Gerald's Party by Robert Coover

Gerald's Party by Robert Coover

Author:Robert Coover [Coover, Robert]
Language: eng
Format: epub, mobi
ISBN: urn|isbn|9780141193014
Publisher: Penguin Adult
Published: 2011-05-22T16:00:00+00:00


It seemed to me, as I stepped over the threshold, that an age had passed since I’d crossed it going the other way, and for some reason I thought of that phrase that Tania had been so fond of and had concealed in several of her paintings – in ‘Orthodoxy,’ for example, and in (or on) ‘Gulliver’s Peter’: ‘What was without’s within, within, without.’ ‘Awright, ma’am, try to be a little more helpful if you can,’ Fred was saying, more or less echoing Alison’s husband (I felt him close behind me like an arbiter, a referee), and I thought: Tania was right, everything – even going out for a pee in the garden – was full of mystery. ‘We’d hate to have to bring in the old exploding sausage …’

‘Just a moment,’ I protested. ‘This really isn’t necessary. My wife had nothing to do with—’

‘It’s all right, Gerald,’ she said weakly, craning her head around under the bright fluorescent lamp. ‘It’s only a routine—’

‘That’s right, so just move along now, fella—’

‘But I tell you, you’re wasting your time! She doesn’t know anything!’

‘She knows more than you think, sir,’ Bob said, pulling on rubber gloves from the sink, and my wife whispered: ‘Your fly’s undone, Gerald.’

‘Ah! Sorry …’

‘What’s that … in your hand?’

‘What—? Oh yes, nothing …’ I’d almost forgotten it was there. I realized I must have been rubbing it like a talisman throughout my encounter with Alison’s husband, who now leaned closer to see what it was. ‘Just something I, uh, found outside—’

‘Looks like one of my buttons,’ said Fred. We all looked: indeed it was. He searched his jacket, which gaped still around his bloodstained belly. ‘Yeah, there it is. Musta come off when I was trying to button up out there in the dark …’

‘Outside … ?’ my wife asked faintly, her face puffy. Bob was holding a damp tab of litmus paper up to the light. ‘Are my … flowers all right?’

‘Well …’

‘I guess I owe you one,’ Fred acknowledged, pocketing the button. Alison’s husband had pulled back, but I could smell his pipe still (I was thinking about hidden fortunes, something a woman had once said to me down in some catacombs: ‘All these bones – like buried pearls, dried semen …’ – whatever happened to that woman?), its aroma hovering like a subtle doubt. ‘The Old Man woulda raised hell with me if I’d lost it!’

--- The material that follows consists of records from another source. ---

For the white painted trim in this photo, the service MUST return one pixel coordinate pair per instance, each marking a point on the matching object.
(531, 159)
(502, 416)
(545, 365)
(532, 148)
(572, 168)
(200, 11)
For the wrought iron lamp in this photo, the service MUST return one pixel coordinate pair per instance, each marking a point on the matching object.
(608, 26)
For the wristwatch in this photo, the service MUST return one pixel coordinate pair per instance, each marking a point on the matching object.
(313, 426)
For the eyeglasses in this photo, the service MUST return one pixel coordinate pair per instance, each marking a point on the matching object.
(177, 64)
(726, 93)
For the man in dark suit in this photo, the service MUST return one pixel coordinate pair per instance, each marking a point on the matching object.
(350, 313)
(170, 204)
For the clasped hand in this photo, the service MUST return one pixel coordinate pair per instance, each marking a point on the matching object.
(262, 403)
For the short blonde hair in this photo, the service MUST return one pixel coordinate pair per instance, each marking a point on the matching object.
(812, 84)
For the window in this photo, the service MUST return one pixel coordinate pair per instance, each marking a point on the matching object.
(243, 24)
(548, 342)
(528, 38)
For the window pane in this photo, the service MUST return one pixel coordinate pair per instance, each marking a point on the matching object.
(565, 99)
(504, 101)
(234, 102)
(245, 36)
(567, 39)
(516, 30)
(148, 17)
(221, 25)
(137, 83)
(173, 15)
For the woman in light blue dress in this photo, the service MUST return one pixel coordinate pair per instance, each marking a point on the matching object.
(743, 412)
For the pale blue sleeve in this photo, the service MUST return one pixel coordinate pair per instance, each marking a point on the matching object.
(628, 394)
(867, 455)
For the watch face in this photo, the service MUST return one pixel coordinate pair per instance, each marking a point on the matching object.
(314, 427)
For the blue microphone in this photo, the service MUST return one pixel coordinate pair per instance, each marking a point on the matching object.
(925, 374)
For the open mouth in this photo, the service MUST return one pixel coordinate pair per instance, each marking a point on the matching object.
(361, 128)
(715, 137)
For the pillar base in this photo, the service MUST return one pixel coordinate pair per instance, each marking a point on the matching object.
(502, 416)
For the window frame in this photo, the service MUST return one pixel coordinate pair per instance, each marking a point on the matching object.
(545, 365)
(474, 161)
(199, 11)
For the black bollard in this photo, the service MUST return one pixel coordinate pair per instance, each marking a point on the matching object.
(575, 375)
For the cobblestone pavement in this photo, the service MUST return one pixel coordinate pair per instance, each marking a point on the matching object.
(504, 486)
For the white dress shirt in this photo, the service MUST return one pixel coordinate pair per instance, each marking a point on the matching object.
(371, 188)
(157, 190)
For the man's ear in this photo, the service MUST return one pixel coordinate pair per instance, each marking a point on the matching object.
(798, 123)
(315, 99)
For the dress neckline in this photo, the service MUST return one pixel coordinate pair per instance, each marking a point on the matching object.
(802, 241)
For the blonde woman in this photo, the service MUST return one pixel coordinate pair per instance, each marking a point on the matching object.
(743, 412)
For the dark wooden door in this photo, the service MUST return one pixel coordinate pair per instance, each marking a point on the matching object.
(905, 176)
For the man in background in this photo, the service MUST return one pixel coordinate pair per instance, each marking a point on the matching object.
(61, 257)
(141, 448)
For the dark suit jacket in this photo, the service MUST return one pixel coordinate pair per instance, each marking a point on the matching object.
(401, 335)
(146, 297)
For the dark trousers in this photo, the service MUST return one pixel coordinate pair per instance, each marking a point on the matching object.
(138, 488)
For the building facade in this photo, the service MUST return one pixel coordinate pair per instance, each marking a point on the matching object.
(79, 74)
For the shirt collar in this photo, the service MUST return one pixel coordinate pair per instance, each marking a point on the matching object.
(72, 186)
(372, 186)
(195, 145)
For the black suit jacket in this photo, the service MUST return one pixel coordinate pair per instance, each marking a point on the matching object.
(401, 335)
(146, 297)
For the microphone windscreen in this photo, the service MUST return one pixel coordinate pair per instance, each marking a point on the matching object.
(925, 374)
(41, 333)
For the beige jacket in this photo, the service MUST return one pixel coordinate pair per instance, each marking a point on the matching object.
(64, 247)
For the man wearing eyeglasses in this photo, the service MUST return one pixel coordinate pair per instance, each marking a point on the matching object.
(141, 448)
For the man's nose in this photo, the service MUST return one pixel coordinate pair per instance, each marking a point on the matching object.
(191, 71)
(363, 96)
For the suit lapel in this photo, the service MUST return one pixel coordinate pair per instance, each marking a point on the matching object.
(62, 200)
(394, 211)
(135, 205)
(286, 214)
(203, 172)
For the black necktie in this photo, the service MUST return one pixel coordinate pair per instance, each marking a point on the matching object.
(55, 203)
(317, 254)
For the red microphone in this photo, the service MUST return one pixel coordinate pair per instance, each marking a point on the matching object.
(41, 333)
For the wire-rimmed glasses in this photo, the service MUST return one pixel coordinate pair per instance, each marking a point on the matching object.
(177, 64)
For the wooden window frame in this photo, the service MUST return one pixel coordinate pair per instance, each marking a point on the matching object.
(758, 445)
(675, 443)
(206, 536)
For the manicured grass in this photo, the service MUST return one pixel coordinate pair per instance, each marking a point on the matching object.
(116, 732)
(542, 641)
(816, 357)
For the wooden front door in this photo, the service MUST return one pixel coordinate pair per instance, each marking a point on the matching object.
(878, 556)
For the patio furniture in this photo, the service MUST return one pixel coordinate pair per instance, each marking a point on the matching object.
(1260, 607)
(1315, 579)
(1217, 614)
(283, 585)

‘You could start,’ I suggested, ‘by letting her down.’

Fred hesitated, glancing at his partner. Bob shrugged, nodded: Fred loosened the ropes and eased her down, though he kept her legs still in their shackles, a foot or so off the table. My wife looked greatly relieved and exchanged a tender glance with me. How tired she looked! ‘Some more people have arrived,’ she said with a pained sigh.

‘Yes.’ I could hear them wailing in the next room. ‘Ros’s friends mostly.’ The blood, which had before rushed to her head, now drained away, and the old pallor returned, making the bruises there seem darker.